Kommentar von Prof. Bauer zu dem Kommentar


Es muß mit dem Vorurteil aufgeräumt werden, daß die Fibromyalgie eine über den gesamten Körper generalisierte Symptomatik haben muß. Diese Einschätzung ist ausschließlich dadurch bedingt, daß man mit den 18 Triggerpunkten in unzureichender Weise die klinische Diagnose Fibromyalgie zu definieren sucht. Die 18 Triggerpunkte sind nichts anderes als altbekannte Akupunkturpunkte der traditionellen chinesischen Medizin.
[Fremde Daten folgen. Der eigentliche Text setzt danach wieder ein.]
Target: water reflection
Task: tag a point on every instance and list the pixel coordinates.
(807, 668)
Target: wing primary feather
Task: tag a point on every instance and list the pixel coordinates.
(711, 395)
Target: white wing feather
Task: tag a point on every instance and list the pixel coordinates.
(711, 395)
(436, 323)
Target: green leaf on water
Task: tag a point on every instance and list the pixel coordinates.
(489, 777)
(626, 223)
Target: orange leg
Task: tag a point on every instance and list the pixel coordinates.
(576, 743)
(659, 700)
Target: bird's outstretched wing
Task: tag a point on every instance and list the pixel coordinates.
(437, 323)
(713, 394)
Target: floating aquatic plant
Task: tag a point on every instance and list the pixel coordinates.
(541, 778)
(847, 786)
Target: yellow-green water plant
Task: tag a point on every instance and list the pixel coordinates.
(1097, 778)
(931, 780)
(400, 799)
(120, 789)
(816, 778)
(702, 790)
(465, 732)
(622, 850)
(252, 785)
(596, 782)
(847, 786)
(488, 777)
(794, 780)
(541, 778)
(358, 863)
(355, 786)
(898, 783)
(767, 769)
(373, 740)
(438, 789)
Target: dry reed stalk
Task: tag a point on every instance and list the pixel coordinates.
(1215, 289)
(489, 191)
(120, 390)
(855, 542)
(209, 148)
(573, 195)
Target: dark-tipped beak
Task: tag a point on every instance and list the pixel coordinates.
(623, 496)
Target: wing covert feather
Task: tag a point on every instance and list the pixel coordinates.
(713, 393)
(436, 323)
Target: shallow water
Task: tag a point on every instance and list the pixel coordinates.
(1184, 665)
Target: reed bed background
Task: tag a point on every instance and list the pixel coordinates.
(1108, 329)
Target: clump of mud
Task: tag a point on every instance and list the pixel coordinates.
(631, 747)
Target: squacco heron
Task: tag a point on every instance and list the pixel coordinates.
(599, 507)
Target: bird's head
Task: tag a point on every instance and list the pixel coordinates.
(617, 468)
Verwendet man die von mir entwickelte Akupressurdiagnostik, ist man in der Lage die Fibromyalgie in statu nascendi positiv zu diagnostizieren.

Die verfeinerte Untersuchungstechnik führt dazu, daß weniger Sehnenscheidenentzündungen, weniger Arthrosen, weniger Osteoporose diagnostiziert wird und viel öfter Fibromyalgie.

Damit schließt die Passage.